Yeah, I'm on Nick's mailing list already. According to Wikipedia (disclaimer, I wrote the article) the GDT is currently 280km (heh, I'd forgotten), but a few sections of it (as mentioned in that thread) are currently not MTB-able. They're also considering an extension to Gisborne, but I have no idea what the route is.


----------



## mmatrix (Aug 20, 2007)

*thinking along the same lines.*

This is a great thread. 
I have never done long mtb rides and only last week one of my mates was saying he wanted to go on some sort of adventure type ride like we do in kayaks.

We have done a lot of adventure type trips in white water kayaks but have not really got into them on a mtb bike.
We have paddled the Franklin, paddled the snowy river and also been over seas on paddling expeditions in canada but the next step is the mtb bike.

Here are some suggestions we have talked about.
The Mitchell river in gipsland has a walking trail next to it that can be ridden. It takes a day to paddle from Glenendale to the final fling rapid but I am going to check the map to see if there are trails beyond glennondale.

Like wise the snowy river has a walking trial. From Buchan to sugan buggan.ther eis a great track into the snowy along the roger river. This could be ridden.

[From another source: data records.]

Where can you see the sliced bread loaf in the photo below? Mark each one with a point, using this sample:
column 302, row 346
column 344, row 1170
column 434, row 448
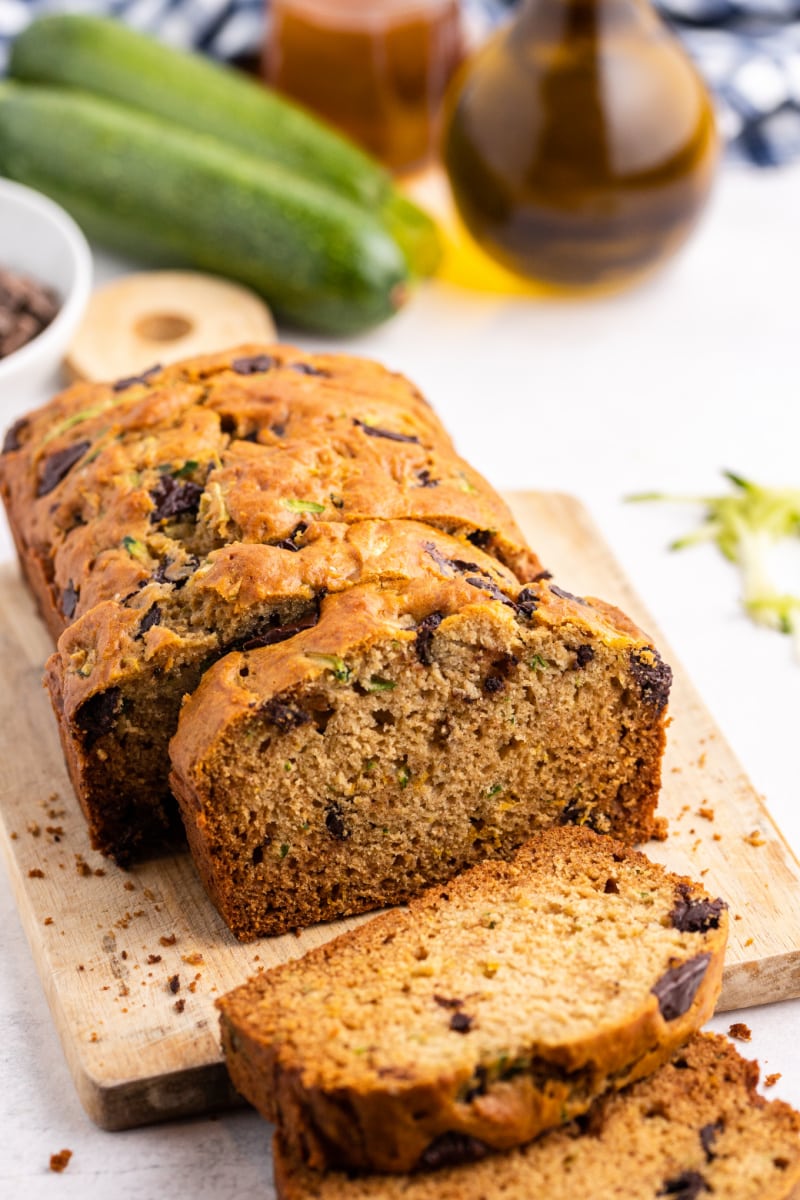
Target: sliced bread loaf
column 482, row 1014
column 696, row 1128
column 122, row 669
column 416, row 729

Also there is a great ride, which we planned to do earlier this year but the weather beat us , which is aprox six hours from Guthega power station in the snowy mountains to the geehi resevoir,via the schlinks pass. The following day you can ride from geehi to Khancoban via Murray 2 pond age. It is 4 wd track but due to it being above 1500mts there is some great riding. The map to check out is by Rooftop mapping service and is called "Kosciusko national park forest activities map Jindabyne - khancoban

Also the flinders ranges is meant to have some great riding this time of year.


----------



## Wild Wassa (Jun 4, 2009)

"I just wanted to start the conversation." It's a good conversation to have started Uncle.

Have you been to Kanangra Boyd? ... it is just a little up the road from your Nation's Capital. Just a tad north of Goulburn. Unfortunately the distances are huge. It is nothing to do 600 to 800 kilometres of driving to get to and return to a places only 170 klicks from Canberra if you are leaving from Canberra ... as the Little Ravens fly.

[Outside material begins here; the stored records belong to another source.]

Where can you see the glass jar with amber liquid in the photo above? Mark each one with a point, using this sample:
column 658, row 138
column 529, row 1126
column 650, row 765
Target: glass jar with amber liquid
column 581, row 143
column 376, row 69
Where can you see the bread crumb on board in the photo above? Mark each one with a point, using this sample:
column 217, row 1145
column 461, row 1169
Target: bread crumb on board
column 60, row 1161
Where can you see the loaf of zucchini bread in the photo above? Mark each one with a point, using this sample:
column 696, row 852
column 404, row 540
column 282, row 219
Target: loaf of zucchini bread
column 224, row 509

So far I've only done a couple of recces into Kanangra. Onto the Boyd Plateau, up Kanangra Walls, across to the Wild Dog Mountains and in to the Queen Pin on the Thurrat trail.

There is a place called the Blue Breaks, that interests me greatly to the east of Kanangra Tops. Google 'Dave Noble, Blue Breaks'. This is not a place often visited except by the hard heads and tigers.

On my next tip (shortly) if I have still no joy going across Kanangra Tops in an attempt to overlook the Blue Breaks, I'll drive around to Yerranderie and suss-out the Scott's Main Range Trail.

Kanangra is amazing. The riding is hopefully on huge sandstone slabs, once you get the bike up through the cliffs. If anyone is interested in joining me on the next trip, please let me know. It will be exploratory, from the 21st until the 26-27th of this month, I normally travel alone. I'll be doing another trip before Kanangra, we would have to meet at Kanangra Walls or at the extinct volcano of Yerranderie ... if you would like the thought of an exporatory trip on your bike that will knock your sox off, prime bush camping on the Boyd River with a good possibility of snow, come and do it. If where I intend to go isn't ridable ... well carrying a bike is still fun.

Some shots from my last trip to the Kanangra Boyd Wilderness.

The Mountains of the Wild Dogs.










The Maker of Clouds.










Kanangra Deep.










The Desert of Horizontality. On the horizon is the Blue Breaks.










Kanangra Walls.










Warren.


----------



## Hud (Jun 22, 2004)

mmatrix said:


> Also the flinders ranges is meant to have some great riding this time of year.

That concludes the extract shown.